John M. Townsend is a partner in the Washington, D.C., office of Hughes Hubbard & Reed LLP and is the chair of the firm’s Arbitration and ADR Group. He is a member of the Board of Directors and the Executive Committee of the American Arbitration Association. He also chairs the AAA’s Law Committee.
Too often, drafters of arbitration agreements attempt to reinvent the wheel. There are time-tested arbitration clauses that work well and are easily adapted to transactions the parties plan to enter. John Townsend tells drafters how to avoid the most common pitfalls—or deadly sins—and how to draft the clause the right way. In so doing, drafters can steer clear of such problems as over-specificity, ambiguity, conflicting clauses, and other problems.
From time to time, someone tries to define what a perfect arbitration clause would look like. Efforts to do so usually founder on one of the strengths of arbitration, which is its adaptability to the particular circumstances of the parties and the dispute. Therefore, while it is difficult to generalize about what would make a “perfect” clause, it is not nearly as difficult to identify some of the features that make for a bad one. This article identifies seven of the most damning “sins” that plague arbitration clauses and offers suggestions for addressing the most important issues drafters face.

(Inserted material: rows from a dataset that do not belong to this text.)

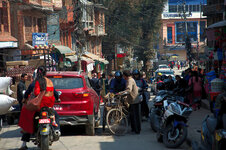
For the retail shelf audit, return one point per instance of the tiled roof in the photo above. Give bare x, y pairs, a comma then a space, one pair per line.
6, 37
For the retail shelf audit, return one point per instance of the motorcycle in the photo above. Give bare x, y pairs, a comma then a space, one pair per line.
46, 133
173, 128
211, 138
157, 108
1, 122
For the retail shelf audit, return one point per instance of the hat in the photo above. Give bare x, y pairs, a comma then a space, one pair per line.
159, 73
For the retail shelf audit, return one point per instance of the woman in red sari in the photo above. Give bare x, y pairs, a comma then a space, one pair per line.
196, 82
26, 121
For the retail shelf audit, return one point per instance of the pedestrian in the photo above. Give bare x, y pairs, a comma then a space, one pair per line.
196, 83
109, 80
21, 88
103, 85
96, 84
118, 84
26, 121
133, 100
181, 64
178, 66
142, 85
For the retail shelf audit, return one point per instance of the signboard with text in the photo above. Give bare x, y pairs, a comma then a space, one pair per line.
39, 39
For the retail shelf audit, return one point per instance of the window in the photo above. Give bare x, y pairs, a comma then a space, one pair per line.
34, 24
67, 83
47, 0
1, 18
172, 8
169, 35
27, 21
192, 30
180, 31
39, 24
4, 17
202, 29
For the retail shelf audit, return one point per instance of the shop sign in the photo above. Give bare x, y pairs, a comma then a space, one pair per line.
39, 39
172, 15
8, 44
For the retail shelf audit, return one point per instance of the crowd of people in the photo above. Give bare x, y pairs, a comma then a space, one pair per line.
128, 82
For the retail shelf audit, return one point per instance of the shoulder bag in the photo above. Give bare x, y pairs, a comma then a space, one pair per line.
33, 103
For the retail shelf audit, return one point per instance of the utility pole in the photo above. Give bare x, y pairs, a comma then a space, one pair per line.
77, 33
187, 38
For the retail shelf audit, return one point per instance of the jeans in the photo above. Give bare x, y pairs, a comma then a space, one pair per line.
135, 118
26, 136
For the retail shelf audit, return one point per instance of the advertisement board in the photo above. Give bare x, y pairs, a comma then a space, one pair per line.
39, 39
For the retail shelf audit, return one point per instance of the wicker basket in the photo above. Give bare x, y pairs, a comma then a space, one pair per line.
217, 85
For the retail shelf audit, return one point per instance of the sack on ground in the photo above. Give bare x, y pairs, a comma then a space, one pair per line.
5, 103
5, 85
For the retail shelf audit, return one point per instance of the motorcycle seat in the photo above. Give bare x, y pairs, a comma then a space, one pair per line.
211, 123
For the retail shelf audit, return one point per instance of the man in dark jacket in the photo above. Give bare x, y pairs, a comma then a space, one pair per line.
21, 87
95, 82
118, 84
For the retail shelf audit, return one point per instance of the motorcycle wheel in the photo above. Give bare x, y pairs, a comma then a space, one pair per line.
175, 139
159, 137
1, 123
154, 121
44, 145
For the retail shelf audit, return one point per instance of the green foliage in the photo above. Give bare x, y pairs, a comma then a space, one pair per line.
133, 23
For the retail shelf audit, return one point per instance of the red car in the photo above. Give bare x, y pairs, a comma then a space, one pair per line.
79, 102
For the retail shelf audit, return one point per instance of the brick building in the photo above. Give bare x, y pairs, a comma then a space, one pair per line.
8, 42
93, 21
30, 16
173, 27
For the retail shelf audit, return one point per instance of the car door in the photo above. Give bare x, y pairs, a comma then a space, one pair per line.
93, 94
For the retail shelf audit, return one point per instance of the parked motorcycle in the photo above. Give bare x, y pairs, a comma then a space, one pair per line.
46, 133
157, 109
1, 122
173, 128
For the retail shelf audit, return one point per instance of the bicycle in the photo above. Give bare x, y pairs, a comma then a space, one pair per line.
116, 116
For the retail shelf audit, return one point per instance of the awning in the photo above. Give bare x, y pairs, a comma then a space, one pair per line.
95, 57
63, 49
74, 58
217, 25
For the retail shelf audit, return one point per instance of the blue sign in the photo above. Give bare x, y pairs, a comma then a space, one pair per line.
39, 39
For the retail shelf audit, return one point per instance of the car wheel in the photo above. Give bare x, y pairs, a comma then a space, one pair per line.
97, 118
90, 127
10, 120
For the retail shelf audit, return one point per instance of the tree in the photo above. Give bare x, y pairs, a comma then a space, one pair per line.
133, 23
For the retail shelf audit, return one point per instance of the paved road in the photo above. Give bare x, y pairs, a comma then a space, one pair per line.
73, 138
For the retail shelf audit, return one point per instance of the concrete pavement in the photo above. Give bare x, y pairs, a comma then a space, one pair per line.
73, 137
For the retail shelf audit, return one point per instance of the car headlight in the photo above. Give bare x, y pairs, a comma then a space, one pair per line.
174, 107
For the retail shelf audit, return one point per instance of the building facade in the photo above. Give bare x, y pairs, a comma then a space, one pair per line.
177, 15
93, 28
31, 16
8, 42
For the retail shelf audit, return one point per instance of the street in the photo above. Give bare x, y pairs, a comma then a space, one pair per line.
73, 137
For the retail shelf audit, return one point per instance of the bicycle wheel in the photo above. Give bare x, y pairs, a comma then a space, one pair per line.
117, 122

Credit for identifying the sin of equivocation as the cardinal sin of arbitration-clause drafting goes to Laurence Craig, Rusty Park and Jan Paulsson, who so named it in their book International Chamber of Commerce Arbitration.1 The essence of this sin is the failure to state clearly that the parties have agreed to binding arbitration. Because arbitration is a creature of contract, if there is no contract, there is no agreement to arbitrate.